Step 5: Invoke MLINK to finish the calculation.

The temporary files produced from UNKNOWN together with datafile.dat

will be input files of MLINK. Invoke mlink

 

yu@neyman:~/670soft % mlink

Copyright (C) CEPH, University of Utah, and Columbia University 1990

Program MLINK version  5.10

 

The program constants are set to the following maxima:

     7 loci in mapping problem (maxlocus)

    15 alleles at a single locus (maxall)

 19532 recombination probabilities (maxneed)

 10000 maximum of censoring array (maxcensor)

   256 haplotypes = n1 x n2 x ... where ni = current # alleles at locus i

 32896 joint genotypes for a female

 32896 joint genotypes for a male

   500 individuals in all pedigrees combined (maxind)

    50 pedigrees (maxped)

    16 binary codes at a single locus (maxfact)

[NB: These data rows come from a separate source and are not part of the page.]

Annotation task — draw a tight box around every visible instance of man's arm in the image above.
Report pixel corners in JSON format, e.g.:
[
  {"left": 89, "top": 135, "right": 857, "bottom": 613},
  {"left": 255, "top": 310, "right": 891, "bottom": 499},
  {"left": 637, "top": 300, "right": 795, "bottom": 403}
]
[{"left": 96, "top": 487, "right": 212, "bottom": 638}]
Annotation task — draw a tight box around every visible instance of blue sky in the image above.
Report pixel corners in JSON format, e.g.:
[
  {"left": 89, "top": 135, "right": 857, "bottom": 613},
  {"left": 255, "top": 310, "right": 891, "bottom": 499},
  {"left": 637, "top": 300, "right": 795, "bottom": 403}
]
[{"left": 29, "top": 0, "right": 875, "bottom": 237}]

     2 quantitative factor(s) at a single locus

    10 liability classes

    16 binary codes at a single locus

    2.00 base scaling factor for likelihood (scale)

    3.00 scale multiplier for each locus (scalemult)

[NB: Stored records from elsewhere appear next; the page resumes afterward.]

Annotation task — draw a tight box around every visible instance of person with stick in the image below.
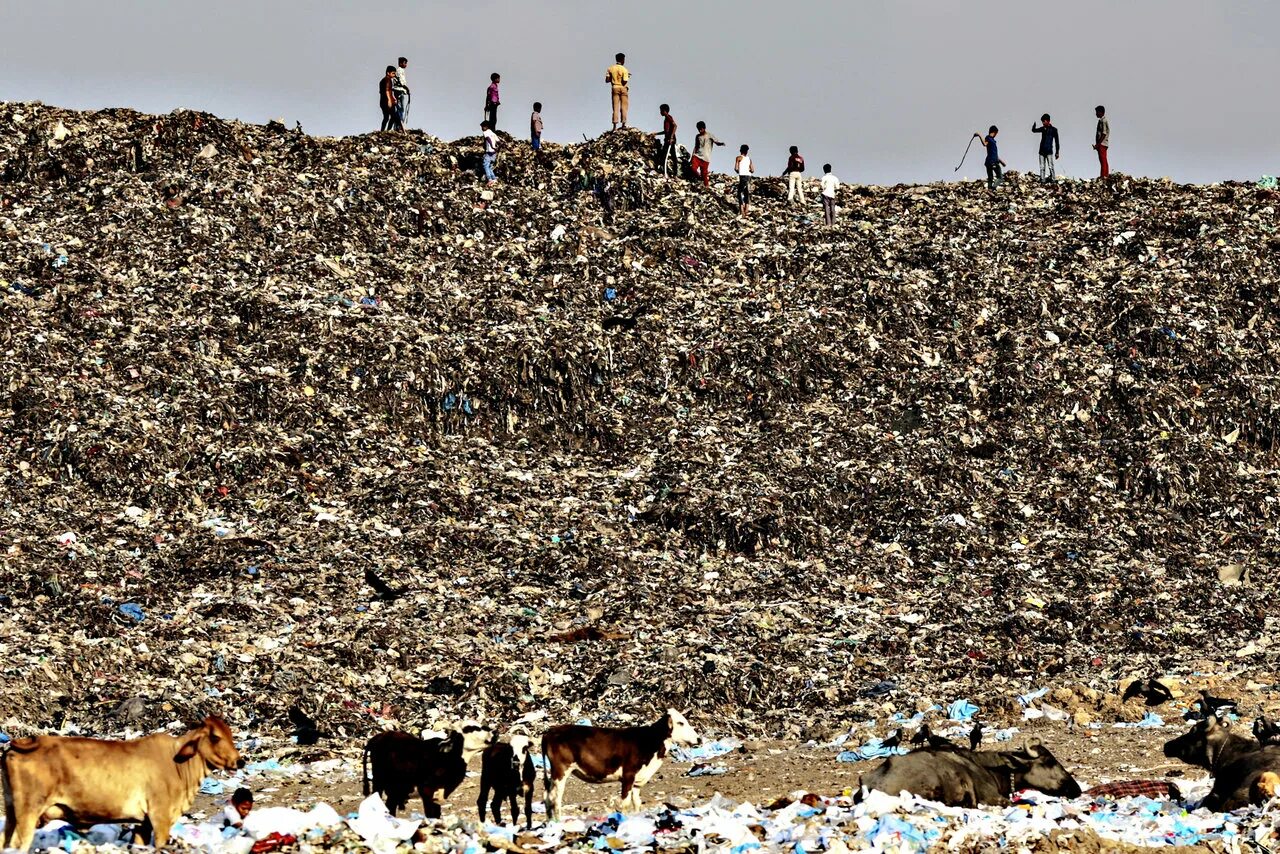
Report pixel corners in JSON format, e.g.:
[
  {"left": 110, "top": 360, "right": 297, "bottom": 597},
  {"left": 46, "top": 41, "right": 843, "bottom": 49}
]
[
  {"left": 733, "top": 145, "right": 755, "bottom": 216},
  {"left": 782, "top": 146, "right": 804, "bottom": 205},
  {"left": 973, "top": 124, "right": 1007, "bottom": 189},
  {"left": 1093, "top": 104, "right": 1111, "bottom": 178},
  {"left": 1032, "top": 113, "right": 1062, "bottom": 182},
  {"left": 604, "top": 54, "right": 631, "bottom": 131},
  {"left": 378, "top": 65, "right": 404, "bottom": 131},
  {"left": 392, "top": 56, "right": 410, "bottom": 131},
  {"left": 653, "top": 104, "right": 680, "bottom": 178},
  {"left": 484, "top": 72, "right": 502, "bottom": 132}
]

 0.00000 frequency for elimination of heterozygotes (minfreq)

 

YOU ARE USING LINKAGE (V5.1) WITH  2-POINT AUTOSOMAL DATA

Maxneed can be reduced to          7

-----------------------------------

-----------------------------------

THETAS  0.500

-----------------------------------

PEDIGREE |  LN LIKE  | LOG 10 LIKE

-----------------------------------

        1   -11.090355    -4.816480

        2    -8.317766    -3.612360

-----------------------------------

TOTALS      -19.408121    -8.428840

-2 LN(LIKE) =  3.88162421113569e+01 LOD SCORE =     0.000000

Maxcensor can be reduced to     -32749

-----------------------------------

-----------------------------------

THETAS  0.000

-----------------------------------

PEDIGREE |  LN LIKE  | LOG 10 LIKE

-----------------------------------

        1 -100000000000000000000.000000 -43429448190325178368.000000

        2    -6.931472    -3.010300

-----------------------------------

TOTALS    -100000000000000000000.000000 -43429448190325178368.000000

-2 LN(LIKE) =  2.00000000000000e+20 LOD SCORE = -43429448190325178368.000000

Maxcensor can be reduced to     -32749

-----------------------------------

-----------------------------------

THETAS  0.100

-----------------------------------

PEDIGREE |  LN LIKE  | LOG 10 LIKE

-----------------------------------

        1   -13.133657    -5.703875

        2    -7.246183    -3.146977

-----------------------------------

TOTALS      -20.379840    -8.850852

-2 LN(LIKE) =  4.07596798689245e+01 LOD SCORE =    -0.422012

Maxcensor can be reduced to     -32749

-----------------------------------

-----------------------------------

THETAS  0.200

-----------------------------------

PEDIGREE |  LN LIKE  | LOG 10 LIKE

-----------------------------------

        1   -11.982929    -5.204120

        2    -7.585398    -3.294297

-----------------------------------

TOTALS      -19.568327    -8.498417

-2 LN(LIKE) =  3.91366547344441e+01 LOD SCORE =    -0.069577

-----------------------------------

-----------------------------------

THETAS  0.300

-----------------------------------

PEDIGREE |  LN LIKE  | LOG 10 LIKE

-----------------------------------

        1   -11.439062    -4.967921

        2    -7.925724    -3.442098

-----------------------------------

TOTALS      -19.364786    -8.410020

-2 LN(LIKE) =  3.87295714843840e+01 LOD SCORE =     0.018820

-----------------------------------

-----------------------------------

THETAS  0.400

-----------------------------------

PEDIGREE |  LN LIKE  | LOG 10 LIKE

-----------------------------------

        1   -11.171999    -4.851937

        2    -8.204437    -3.563142

-----------------------------------

TOTALS      -19.376436    -8.415079

-2 LN(LIKE) =  3.87528727188240e+01 LOD SCORE =     0.013760

-----------------------------------

-----------------------------------

THETAS  0.500

-----------------------------------

PEDIGREE |  LN LIKE  | LOG 10 LIKE

-----------------------------------

        1   -11.090355    -4.816480

        2    -8.317766    -3.612360

-----------------------------------

TOTALS      -19.408121    -8.428840

-2 LN(LIKE) =  3.88162421113569e+01 LOD SCORE =     0.000000

yu@neyman:~/670soft %

 

You can see the results from screen. Both likelihoods and lodscores

are calculated. A copy of the results is also automatically saved in

outfile.dat. Another file names stream.dat is also generated.